As I pull up at the house, I'm expecting to see everyone else out grazing with him laid up in the barn and my wife holding vigil...but no...he's out with the herd.  Grazing.  When I walk over, he comes to greet me with the rest of them. 

Hmm..  :/

He has a poopy butt, but all I see is green sludge.  He goes to poo again and the tiniest bit of water comes out.  I was pretty relieved, but my wife was still really upset.  She showed me the blood she wiped off his bum, but I didn't know if it was from straining or toxin or what..  

Oh well...he's getting banamine anyway, and pepto, if only because I didn't leave work early for nothing.  

First try with banamine, he goes sauntering off with a syringe dangling out of his neck/shoulder area...it falls out, needle goes in dirt.  New needle, try again.  Blow new needle off syringe, banamine right in the eye...MY eye.  That stings.  Try three, switch to luer lock syringe and put his ass in the stanchion.  No sweat this time (imagine that)..  

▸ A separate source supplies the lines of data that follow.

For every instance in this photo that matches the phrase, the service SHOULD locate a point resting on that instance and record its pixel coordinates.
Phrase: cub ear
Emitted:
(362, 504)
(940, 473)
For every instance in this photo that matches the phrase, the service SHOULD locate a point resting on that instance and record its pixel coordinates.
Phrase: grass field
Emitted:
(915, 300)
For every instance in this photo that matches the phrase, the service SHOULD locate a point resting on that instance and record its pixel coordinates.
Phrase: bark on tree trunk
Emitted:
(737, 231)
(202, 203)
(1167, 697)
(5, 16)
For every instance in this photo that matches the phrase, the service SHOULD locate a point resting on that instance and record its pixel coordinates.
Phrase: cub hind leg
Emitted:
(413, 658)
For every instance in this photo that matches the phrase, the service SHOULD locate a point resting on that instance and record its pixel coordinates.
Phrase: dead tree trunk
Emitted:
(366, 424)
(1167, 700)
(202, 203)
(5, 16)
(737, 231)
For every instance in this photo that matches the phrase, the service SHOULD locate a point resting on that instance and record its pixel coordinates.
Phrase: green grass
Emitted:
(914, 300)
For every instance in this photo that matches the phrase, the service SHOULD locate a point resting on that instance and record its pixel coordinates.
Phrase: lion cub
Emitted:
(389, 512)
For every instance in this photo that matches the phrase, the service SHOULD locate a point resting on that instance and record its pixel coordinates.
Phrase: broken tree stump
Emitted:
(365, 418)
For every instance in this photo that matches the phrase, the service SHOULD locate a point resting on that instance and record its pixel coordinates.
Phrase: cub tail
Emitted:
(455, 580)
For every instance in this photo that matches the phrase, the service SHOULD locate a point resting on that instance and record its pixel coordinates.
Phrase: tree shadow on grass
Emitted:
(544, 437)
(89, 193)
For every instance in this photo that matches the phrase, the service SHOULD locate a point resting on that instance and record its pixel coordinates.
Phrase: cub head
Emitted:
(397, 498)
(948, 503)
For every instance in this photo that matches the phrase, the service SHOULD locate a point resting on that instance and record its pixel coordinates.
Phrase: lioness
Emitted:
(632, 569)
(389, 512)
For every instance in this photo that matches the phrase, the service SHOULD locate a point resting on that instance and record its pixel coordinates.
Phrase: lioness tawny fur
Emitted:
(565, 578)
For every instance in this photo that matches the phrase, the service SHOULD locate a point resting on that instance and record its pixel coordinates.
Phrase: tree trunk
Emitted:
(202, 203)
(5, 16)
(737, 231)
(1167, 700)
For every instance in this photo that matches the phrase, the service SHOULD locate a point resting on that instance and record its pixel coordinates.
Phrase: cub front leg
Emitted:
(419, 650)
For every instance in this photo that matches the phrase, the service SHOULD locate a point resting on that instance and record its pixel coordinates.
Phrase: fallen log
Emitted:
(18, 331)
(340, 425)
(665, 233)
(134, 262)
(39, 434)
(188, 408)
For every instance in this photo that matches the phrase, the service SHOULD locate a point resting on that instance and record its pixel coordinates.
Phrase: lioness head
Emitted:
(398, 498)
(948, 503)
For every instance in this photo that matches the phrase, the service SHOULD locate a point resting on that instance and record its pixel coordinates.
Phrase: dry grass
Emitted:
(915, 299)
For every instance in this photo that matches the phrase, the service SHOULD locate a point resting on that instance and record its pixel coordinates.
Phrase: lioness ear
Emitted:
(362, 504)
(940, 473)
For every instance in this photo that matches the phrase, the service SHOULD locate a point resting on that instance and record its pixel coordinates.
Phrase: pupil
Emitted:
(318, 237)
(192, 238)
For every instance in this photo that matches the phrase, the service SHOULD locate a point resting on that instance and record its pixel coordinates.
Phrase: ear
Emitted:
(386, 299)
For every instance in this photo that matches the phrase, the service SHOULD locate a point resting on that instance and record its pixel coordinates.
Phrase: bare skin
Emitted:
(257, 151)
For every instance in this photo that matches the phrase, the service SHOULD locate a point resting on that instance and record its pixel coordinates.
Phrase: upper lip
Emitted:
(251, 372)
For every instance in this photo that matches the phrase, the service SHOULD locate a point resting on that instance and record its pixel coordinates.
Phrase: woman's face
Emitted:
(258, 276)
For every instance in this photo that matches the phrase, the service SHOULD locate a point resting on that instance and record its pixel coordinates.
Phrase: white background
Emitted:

Give him pepto, which he resists until he tastes it...not so bad, huh?

We throw hay just to see if he'll eat....buries his head in the feeder and starts knocking other goats outta the way, as always.  

My wife felt much better.

I was both relieved that he seemed so OK, and somewhat amused at all the ado over what seems to be a fairly run of the mill round of dietary scour.  I also felt appreciated.  Not by the wether -- he hated me for a while there -- but by my wife.  That always feels good.  

And my eye still hurt a little.

Wether seemed fine this morning.  No new sludge...old sludge seems to be drying, so I'd say he's loafy already.  Rumen was nice and bouncy...not hollow, not tight.  No teeth-grinding.  If he's loafy or clumpy pellets this afternoon, he'll get probiotics and we're done.


----------



## ksalvagno (Sep 30, 2009)

Is this the same guy with the UC problems? At least he is better now. Always something with animals. Hope it was just a one day thing. When you work hard on a sick animal, you definitely get more attached. 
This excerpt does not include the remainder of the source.